Despite the claims of my horoscope and Zara’s Spring wardrobe, 2014 has thus far offered nothing in the way of transcendental change. My husband is still dead. I’m beginning to think He always will be.

The festive season has been and gone, thank god, and I must send a shout out to those stalwarts who supported me through it.

It remains, however, a bloated turkey fart of a fortnight and I have come to the conclusion that it will never be the same again. The LED-lit jollity was bad enough when He was alive. Now it represents a poxy string of lights flashing around an empty wallet and an even emptier heart.

On the positive side, my daughter got the present of her dreams (yes, Santa delivered on the shitting plastic dachshund), and I was provided with evidence yet again – if any were needed – of the impenetrable nature of my human safety net.
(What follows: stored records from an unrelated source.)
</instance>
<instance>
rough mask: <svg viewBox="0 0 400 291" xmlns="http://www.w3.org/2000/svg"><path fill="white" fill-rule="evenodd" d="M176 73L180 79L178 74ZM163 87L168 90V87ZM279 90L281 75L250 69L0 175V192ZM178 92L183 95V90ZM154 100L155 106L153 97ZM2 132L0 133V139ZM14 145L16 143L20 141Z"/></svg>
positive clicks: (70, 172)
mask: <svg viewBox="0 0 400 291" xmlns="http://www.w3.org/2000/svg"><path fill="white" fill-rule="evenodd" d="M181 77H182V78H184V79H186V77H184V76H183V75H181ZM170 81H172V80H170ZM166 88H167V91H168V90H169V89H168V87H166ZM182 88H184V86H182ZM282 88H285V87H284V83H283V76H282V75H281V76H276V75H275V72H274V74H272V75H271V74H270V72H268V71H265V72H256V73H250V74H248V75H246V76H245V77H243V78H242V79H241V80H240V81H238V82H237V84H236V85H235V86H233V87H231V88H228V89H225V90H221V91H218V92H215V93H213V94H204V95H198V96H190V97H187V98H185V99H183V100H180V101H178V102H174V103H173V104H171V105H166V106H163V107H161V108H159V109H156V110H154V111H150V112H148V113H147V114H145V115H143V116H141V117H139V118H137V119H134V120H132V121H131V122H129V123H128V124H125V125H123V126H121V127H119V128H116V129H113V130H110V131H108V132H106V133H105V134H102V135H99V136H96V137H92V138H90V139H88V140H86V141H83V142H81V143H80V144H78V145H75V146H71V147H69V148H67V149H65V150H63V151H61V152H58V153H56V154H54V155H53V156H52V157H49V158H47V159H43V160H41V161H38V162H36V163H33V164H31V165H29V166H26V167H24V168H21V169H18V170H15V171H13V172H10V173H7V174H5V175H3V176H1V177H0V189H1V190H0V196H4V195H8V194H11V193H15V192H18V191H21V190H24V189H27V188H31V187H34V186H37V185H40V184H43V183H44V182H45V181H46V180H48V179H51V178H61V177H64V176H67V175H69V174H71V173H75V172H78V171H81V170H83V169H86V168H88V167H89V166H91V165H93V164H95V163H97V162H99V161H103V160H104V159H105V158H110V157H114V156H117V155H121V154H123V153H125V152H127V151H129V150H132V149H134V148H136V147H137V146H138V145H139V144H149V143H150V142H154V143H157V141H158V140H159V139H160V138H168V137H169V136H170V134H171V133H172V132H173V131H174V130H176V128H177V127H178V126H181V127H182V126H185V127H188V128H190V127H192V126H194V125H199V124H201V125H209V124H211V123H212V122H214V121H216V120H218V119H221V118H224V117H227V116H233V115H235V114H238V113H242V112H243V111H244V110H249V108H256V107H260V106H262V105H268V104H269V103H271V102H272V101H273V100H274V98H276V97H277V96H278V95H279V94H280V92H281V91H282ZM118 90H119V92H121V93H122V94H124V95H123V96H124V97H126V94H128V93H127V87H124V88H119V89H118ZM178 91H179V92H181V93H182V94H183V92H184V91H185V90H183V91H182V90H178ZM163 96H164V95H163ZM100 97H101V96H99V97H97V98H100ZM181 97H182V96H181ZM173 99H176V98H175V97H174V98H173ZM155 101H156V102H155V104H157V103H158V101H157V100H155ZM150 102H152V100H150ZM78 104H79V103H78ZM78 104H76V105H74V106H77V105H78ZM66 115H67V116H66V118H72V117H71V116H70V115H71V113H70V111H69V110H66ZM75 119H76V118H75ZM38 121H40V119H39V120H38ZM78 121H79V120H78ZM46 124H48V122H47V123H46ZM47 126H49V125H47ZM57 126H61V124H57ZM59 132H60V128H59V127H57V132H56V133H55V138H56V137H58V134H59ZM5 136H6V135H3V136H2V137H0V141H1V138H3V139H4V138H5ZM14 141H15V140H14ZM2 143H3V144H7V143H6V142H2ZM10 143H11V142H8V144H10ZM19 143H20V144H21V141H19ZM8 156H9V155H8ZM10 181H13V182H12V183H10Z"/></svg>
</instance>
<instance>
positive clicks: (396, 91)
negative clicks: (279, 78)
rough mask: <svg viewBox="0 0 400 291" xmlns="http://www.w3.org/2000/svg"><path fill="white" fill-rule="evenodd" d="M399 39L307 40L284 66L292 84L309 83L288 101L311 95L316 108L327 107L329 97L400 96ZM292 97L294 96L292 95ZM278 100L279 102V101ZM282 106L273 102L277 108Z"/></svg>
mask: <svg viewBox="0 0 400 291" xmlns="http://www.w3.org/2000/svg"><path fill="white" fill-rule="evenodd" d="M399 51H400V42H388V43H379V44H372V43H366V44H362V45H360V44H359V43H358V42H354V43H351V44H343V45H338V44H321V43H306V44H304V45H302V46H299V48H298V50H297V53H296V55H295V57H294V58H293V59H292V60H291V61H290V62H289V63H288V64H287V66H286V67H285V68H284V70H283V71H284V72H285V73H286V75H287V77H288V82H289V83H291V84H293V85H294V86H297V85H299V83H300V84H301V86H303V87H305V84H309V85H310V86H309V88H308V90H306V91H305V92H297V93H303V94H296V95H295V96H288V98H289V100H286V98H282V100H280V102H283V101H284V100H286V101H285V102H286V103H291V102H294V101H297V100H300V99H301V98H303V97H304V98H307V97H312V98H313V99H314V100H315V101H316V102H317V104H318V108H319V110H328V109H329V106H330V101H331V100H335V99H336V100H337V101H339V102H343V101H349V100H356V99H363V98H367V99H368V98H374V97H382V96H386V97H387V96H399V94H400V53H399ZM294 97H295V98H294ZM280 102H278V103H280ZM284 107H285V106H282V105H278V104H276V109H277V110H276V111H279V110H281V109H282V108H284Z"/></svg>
No matter how much shit I throw at these people, they just won’t leave me alone.

Over the festive fortnight they persisted in being there whenever my mood plummeted, armed with a salmon nibbly bit or a nice portion of Christmas pud. They sent me texts to let me know they were ‘thinking of me’. Even when I was hiding behind the settee at the strike of midnight at New Year, they sniffed me out and force-fed me champagne until I stopped crying.

And I logged into the blog to find messages of love from the ether too. People I don’t even know who wanted to say they were rooting for me.

Whilst I still enter 2014 with a heavy heart, it is comforting to know there are so many people out there who are prepared to take on some of the weight.